Azure Web PubSub の geo レプリケーション
ミッション クリティカルなアプリでは、多くの場合、堅牢なフェールオーバー システムを用意し、ユーザーがいる場所の近くからサービスを提供する必要があります。 geo レプリケーション機能がリリースされる前は、開発者は複数の Web PubSub リソースをデプロイし、リソース間の通信を調整するためのカスタム コードを記述する必要がありました。 現在では、Azure portal で実施できる手軽な構成で、この機能を簡単に実装することができます。
geo レプリケーションを使用するメリット
- リージョン内の障害に対する回復性の向上: リージョン内で障害が発生した場合、クライアントは正常なレプリカに自動的にルーティングされます。

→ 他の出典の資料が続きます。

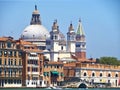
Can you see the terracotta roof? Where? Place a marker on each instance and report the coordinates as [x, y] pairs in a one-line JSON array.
[[51, 62], [22, 42], [6, 38]]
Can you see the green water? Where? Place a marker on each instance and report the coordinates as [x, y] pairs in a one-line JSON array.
[[56, 89]]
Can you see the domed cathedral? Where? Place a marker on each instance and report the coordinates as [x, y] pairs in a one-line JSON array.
[[80, 51], [57, 48], [54, 44], [36, 32]]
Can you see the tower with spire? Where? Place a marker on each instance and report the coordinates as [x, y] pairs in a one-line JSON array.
[[35, 17], [71, 39], [80, 51]]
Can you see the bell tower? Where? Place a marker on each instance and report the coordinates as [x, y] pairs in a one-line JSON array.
[[80, 42], [71, 39], [35, 20]]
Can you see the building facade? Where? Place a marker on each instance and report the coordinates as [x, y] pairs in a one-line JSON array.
[[10, 63], [99, 74], [32, 64], [53, 73]]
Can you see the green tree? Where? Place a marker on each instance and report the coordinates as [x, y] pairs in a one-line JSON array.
[[109, 61]]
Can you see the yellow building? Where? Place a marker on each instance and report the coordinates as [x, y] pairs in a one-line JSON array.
[[10, 63], [53, 73]]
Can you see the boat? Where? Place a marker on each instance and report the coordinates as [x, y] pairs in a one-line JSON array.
[[54, 88]]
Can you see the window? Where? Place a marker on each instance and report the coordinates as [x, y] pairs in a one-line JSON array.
[[8, 44], [77, 45], [5, 62], [109, 75], [20, 53], [11, 61], [20, 62], [93, 74], [10, 53], [15, 62], [61, 47], [85, 74], [15, 53], [100, 74], [0, 61], [5, 53], [57, 66], [116, 75], [28, 69], [0, 70], [0, 53], [8, 61]]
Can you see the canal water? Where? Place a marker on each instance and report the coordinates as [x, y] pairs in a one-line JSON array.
[[59, 89]]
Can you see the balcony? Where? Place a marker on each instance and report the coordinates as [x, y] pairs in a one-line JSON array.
[[33, 58], [11, 66], [10, 76]]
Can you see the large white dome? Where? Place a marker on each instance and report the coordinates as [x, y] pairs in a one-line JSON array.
[[35, 32]]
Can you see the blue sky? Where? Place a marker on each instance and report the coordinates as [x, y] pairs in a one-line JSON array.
[[100, 20]]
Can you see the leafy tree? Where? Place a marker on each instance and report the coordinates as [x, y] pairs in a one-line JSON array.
[[109, 61]]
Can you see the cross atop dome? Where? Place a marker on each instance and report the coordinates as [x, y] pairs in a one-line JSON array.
[[35, 17], [35, 7]]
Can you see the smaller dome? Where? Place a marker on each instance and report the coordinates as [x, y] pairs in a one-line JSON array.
[[35, 12], [35, 32]]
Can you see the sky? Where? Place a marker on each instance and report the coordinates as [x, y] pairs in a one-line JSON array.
[[100, 20]]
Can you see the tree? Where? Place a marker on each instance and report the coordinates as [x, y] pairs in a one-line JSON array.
[[109, 61]]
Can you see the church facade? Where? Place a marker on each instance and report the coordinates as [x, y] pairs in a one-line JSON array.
[[54, 43]]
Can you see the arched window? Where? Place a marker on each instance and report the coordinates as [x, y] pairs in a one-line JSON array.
[[116, 75], [100, 74], [93, 74], [85, 74], [109, 75]]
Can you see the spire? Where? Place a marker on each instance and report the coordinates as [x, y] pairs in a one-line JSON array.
[[55, 25], [80, 29], [71, 27], [35, 7], [35, 17]]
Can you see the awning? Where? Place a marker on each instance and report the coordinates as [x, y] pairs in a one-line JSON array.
[[45, 73], [55, 72]]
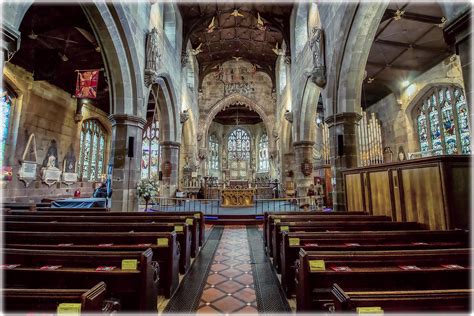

- リージョン間の通信: geo レプリケーション対応リソースの裏側には複数のリソースが存在していますが、開発者は、これら通常のものと同じように使用することができます。 レプリカ間の通信は、サービスによって処理されます。
- ネットワーク速度の向上: 地理的に遠く離れているクライアント間の通信は、最寄りのレプリカに接続して行われます。 レプリカ間の通信は Azure グローバル ネットワークのバックボーンを経由して行われ、高速性と安定性が確保されています。
- 簡単な管理: すべてのレプリカは、プライマリ Web PubSub リソースの構成を共有します。
前提条件
- Premium レベルの Web PubSub リソース。
ユース ケースの例
ソーシャル メディア企業の Contoso
Contoso は、米国とカナダの全域に広い顧客ベースを擁するソーシャル メディア企業です。 Contoso は、ユーザーが相互に接続できる機能を持つ、モバイル アプリと Web アプリをユーザーに提供しています。 Contoso アプリケーションは、米国中部にデプロイされています。 Contoso のアーキテクチャの一部として、クライアント アプリとアプリケーション サーバーの間に永続的な WebSocket 接続を確立するために Web PubSub が使用されています。 Contoso にとって、WebSocket 接続の管理を Web PubSub にオフロードできる点は好ましいですが、カナダのユーザーから届く、長い待機時間に関する報告を読むのは好ましくありません。 さらに、Contoso の開発チームは、リージョンで障害が発生した場合でも、ユーザーが中断なしでアプリにアクセスできるようにしたいと考えています。
Contoso は、カナダのユーザーに地理的に近い別の Web PubSub リソースをカナダ中部に設定することが可能です。 ただし、複数の Web PubSub リソースを管理するには、次のようないくつかの課題があります。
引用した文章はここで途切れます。